I am training a BERT model from scratch with my own corpus using this blog post: https://huggingface.co/blog/how-to-train

# Define config for the model
from transformers import BertConfig, BertForMaskedLM, Trainer, TrainingArguments

config = BertConfig(
    vocab_size=32000,
    max_position_embeddings=1024,
    num_attention_heads=12,
    num_hidden_layers=12,
    type_vocab_size=2,
    hidden_act= "gelu", 
    intermediate_size= 3072,
    hidden_dropout_prob= 0.1, 
    hidden_size= 768, 
    initializer_range= 0.02,
    attention_probs_dropout_prob= 0.1, 
)

model = BertForMaskedLM(config=config)

training_args = TrainingArguments(
    output_dir="./bert",
    overwrite_output_dir=True,
    num_train_epochs=5,
    per_device_train_batch_size=32,
    per_device_eval_batch_size=32,
    save_steps=1000,
    save_total_limit=2,
    do_train=True,                       
    do_eval=True, 
    logging_steps=1000,
    eval_steps = None,
    prediction_loss_only=True,
)

trainer = Trainer(
    model=model,
    args=training_args,
    data_collator=data_collator,
    train_dataset=train_dataset,
    eval_dataset=eval_dataset,
)

# Start training
    trainer.train()

I have some questions upon finishing training the model if anyone could help to shed light on it:

  1. How can I evaluate the performance of my unsupervised trained model? Is there a way to see the validation loss or the perplexity score?. At the moment, this is the only thing I see:
    TrainOutput(global_step=804310, training_loss=2.2400301857170966)

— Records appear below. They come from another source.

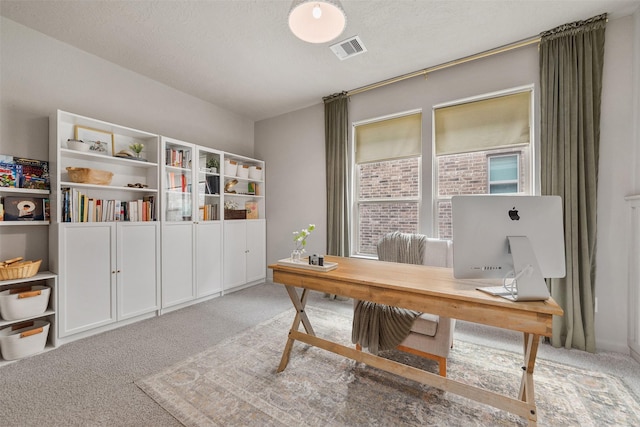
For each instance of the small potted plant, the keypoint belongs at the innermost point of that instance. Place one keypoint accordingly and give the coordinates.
(137, 148)
(213, 164)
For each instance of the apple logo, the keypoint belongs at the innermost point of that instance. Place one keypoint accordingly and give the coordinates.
(513, 214)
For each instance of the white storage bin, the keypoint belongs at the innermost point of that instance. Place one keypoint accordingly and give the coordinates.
(255, 172)
(230, 167)
(24, 339)
(27, 303)
(243, 171)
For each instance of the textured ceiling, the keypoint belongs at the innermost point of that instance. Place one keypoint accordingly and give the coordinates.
(241, 56)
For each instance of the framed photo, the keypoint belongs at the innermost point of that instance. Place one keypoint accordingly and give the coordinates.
(24, 209)
(100, 142)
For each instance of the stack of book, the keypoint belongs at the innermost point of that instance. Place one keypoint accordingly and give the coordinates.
(78, 207)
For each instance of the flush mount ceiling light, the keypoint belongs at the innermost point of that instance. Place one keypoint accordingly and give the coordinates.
(317, 21)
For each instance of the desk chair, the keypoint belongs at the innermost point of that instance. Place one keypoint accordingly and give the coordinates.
(431, 336)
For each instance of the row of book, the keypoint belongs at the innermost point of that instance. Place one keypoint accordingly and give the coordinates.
(209, 213)
(78, 207)
(18, 172)
(178, 158)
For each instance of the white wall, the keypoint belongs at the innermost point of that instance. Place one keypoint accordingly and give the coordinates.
(39, 75)
(615, 181)
(292, 146)
(299, 136)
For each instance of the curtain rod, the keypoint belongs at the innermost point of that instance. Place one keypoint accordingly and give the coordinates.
(428, 70)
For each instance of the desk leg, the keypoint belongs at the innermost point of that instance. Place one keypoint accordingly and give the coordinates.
(527, 393)
(299, 304)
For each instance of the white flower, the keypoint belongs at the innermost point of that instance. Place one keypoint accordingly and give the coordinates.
(300, 237)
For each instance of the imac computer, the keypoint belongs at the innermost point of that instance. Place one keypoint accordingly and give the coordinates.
(518, 239)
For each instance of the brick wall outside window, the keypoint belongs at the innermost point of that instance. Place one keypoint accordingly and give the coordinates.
(467, 173)
(387, 180)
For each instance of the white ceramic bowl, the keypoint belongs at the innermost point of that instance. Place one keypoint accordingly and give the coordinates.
(74, 144)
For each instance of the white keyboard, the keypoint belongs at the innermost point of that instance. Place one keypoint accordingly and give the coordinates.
(495, 290)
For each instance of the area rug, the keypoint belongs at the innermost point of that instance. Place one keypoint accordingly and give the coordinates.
(235, 383)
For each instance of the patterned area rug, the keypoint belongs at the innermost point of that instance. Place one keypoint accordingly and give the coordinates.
(235, 383)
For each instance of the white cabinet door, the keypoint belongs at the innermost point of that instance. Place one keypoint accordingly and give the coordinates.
(235, 247)
(256, 250)
(208, 257)
(137, 268)
(87, 287)
(178, 283)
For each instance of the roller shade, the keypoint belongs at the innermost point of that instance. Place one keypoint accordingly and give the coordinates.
(483, 125)
(389, 139)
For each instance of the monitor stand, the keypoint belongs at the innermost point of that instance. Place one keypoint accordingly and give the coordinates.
(529, 281)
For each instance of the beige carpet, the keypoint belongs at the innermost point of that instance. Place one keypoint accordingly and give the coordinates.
(235, 383)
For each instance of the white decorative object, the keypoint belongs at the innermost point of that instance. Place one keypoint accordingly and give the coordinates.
(77, 145)
(23, 342)
(21, 305)
(230, 167)
(243, 171)
(255, 172)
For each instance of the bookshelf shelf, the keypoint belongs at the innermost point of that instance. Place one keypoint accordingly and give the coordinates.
(50, 314)
(105, 239)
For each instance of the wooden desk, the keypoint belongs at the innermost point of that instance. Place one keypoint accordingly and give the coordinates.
(425, 289)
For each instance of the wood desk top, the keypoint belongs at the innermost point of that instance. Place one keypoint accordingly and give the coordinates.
(422, 288)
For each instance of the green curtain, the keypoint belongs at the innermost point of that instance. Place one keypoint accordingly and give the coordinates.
(336, 131)
(571, 61)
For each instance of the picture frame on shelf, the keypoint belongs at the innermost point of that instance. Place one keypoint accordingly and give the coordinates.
(23, 208)
(100, 141)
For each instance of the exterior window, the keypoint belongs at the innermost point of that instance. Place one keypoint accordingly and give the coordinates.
(504, 176)
(387, 163)
(481, 146)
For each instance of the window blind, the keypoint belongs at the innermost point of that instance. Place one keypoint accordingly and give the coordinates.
(483, 125)
(389, 139)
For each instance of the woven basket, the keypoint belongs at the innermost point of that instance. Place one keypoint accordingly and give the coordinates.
(235, 214)
(89, 176)
(20, 270)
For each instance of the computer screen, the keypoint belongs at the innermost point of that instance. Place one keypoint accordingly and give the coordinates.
(483, 226)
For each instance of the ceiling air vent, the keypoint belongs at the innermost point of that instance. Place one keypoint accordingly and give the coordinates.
(348, 48)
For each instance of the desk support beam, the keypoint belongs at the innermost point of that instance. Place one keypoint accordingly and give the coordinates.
(523, 408)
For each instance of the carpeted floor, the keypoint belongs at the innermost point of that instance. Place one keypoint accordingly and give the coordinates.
(90, 382)
(235, 383)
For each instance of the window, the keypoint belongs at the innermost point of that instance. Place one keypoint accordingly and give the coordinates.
(504, 175)
(387, 163)
(481, 146)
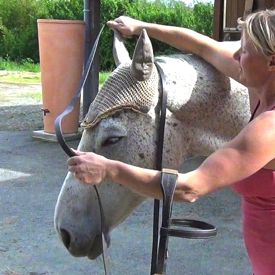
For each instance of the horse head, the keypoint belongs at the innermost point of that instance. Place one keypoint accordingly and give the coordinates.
(122, 124)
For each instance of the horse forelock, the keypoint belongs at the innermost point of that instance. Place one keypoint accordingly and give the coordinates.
(122, 91)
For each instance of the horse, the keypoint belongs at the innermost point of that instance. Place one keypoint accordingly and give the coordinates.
(205, 109)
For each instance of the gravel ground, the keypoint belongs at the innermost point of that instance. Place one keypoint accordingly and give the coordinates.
(31, 175)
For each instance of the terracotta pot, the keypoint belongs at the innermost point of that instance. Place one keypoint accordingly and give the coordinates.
(61, 50)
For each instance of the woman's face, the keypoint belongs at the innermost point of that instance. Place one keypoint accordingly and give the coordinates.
(253, 64)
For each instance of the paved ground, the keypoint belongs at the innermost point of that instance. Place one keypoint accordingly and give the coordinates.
(31, 175)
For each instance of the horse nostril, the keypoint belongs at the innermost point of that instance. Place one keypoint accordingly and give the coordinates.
(66, 238)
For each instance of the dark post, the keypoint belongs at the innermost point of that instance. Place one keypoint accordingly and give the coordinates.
(92, 20)
(218, 20)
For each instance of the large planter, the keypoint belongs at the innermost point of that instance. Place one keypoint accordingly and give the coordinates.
(61, 50)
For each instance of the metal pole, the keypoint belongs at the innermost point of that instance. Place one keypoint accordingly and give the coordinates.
(92, 21)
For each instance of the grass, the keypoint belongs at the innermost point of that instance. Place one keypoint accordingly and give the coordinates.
(26, 72)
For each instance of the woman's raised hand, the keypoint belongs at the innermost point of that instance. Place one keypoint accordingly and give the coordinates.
(126, 26)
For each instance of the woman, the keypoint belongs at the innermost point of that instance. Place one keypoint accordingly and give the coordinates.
(247, 162)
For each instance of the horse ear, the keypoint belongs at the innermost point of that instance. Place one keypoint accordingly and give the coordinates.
(120, 52)
(143, 58)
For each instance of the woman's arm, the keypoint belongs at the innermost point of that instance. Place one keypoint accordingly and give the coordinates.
(251, 150)
(219, 54)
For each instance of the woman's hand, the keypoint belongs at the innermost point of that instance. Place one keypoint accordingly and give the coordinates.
(126, 26)
(88, 168)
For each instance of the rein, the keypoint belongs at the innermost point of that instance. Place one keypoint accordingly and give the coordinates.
(193, 229)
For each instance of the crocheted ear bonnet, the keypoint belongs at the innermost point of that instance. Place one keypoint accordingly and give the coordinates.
(122, 91)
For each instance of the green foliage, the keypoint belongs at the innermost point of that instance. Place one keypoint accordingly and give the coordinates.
(18, 23)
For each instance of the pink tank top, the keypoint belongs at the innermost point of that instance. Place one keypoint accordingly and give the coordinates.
(258, 206)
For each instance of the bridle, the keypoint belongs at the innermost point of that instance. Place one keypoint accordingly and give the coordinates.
(192, 229)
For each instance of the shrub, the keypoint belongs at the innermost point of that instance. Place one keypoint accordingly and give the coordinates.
(18, 23)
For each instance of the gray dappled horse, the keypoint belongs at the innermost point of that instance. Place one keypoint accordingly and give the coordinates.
(204, 110)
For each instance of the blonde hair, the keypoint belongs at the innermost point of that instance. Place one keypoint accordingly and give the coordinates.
(260, 28)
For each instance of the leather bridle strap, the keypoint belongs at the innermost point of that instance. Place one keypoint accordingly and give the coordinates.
(160, 144)
(192, 229)
(248, 7)
(71, 153)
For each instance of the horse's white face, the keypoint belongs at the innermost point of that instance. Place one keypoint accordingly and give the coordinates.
(77, 216)
(131, 137)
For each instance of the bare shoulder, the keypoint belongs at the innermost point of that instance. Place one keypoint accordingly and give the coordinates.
(260, 133)
(220, 55)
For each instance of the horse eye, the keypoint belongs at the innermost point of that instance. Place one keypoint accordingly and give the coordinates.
(111, 140)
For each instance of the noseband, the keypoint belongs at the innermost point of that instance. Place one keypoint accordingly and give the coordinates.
(169, 227)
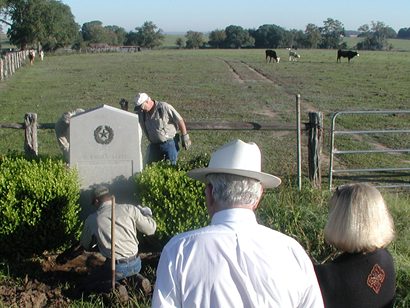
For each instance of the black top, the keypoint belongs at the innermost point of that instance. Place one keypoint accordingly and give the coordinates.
(358, 280)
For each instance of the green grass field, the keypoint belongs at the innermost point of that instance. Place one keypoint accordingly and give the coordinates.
(226, 85)
(214, 86)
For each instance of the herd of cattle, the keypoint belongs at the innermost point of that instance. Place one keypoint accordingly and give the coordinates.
(294, 56)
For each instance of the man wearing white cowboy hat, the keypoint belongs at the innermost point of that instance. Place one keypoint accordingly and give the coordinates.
(235, 262)
(160, 122)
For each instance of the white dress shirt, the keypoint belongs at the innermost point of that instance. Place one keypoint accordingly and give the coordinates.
(235, 262)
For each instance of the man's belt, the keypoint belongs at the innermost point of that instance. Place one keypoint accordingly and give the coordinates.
(126, 260)
(163, 142)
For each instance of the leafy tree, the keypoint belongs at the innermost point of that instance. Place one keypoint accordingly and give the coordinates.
(375, 37)
(117, 35)
(180, 42)
(237, 37)
(269, 36)
(404, 33)
(149, 36)
(217, 38)
(40, 22)
(94, 32)
(194, 39)
(60, 28)
(294, 39)
(313, 36)
(131, 39)
(332, 34)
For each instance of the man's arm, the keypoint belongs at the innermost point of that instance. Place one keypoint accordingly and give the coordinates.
(186, 141)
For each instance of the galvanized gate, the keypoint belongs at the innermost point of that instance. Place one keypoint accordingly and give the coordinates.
(333, 151)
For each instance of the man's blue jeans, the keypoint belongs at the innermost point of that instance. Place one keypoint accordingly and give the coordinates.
(166, 150)
(126, 269)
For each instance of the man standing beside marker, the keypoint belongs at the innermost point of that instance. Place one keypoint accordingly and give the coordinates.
(160, 122)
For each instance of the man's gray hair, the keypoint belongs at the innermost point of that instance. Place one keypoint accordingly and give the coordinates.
(233, 190)
(359, 220)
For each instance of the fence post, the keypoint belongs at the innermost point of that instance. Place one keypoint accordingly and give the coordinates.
(1, 69)
(315, 142)
(30, 136)
(298, 143)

I set eval_dataset, do_eval in the training arguments but not sure what would the next steps be to obtain the model performance. My train set is 95% while val set is 5% of the corpus.

  1. For now, I trained the model on 5 epochs. Hypothetically if I want to keep training the modes on 5 more epochs (after the first 5 epochs have been done), what would be the best way to continue to train them without having to train them from scratch again? Do I run the trainer.train() again?

  2. My corpus is just about 1.5GB - what would be the ideal number of epoch to train on?

Apologize for multiple questions but I’m quite new to Deep learning and Language model so I feel like I’m missing a big picture here. Many thanks in advance for your insights!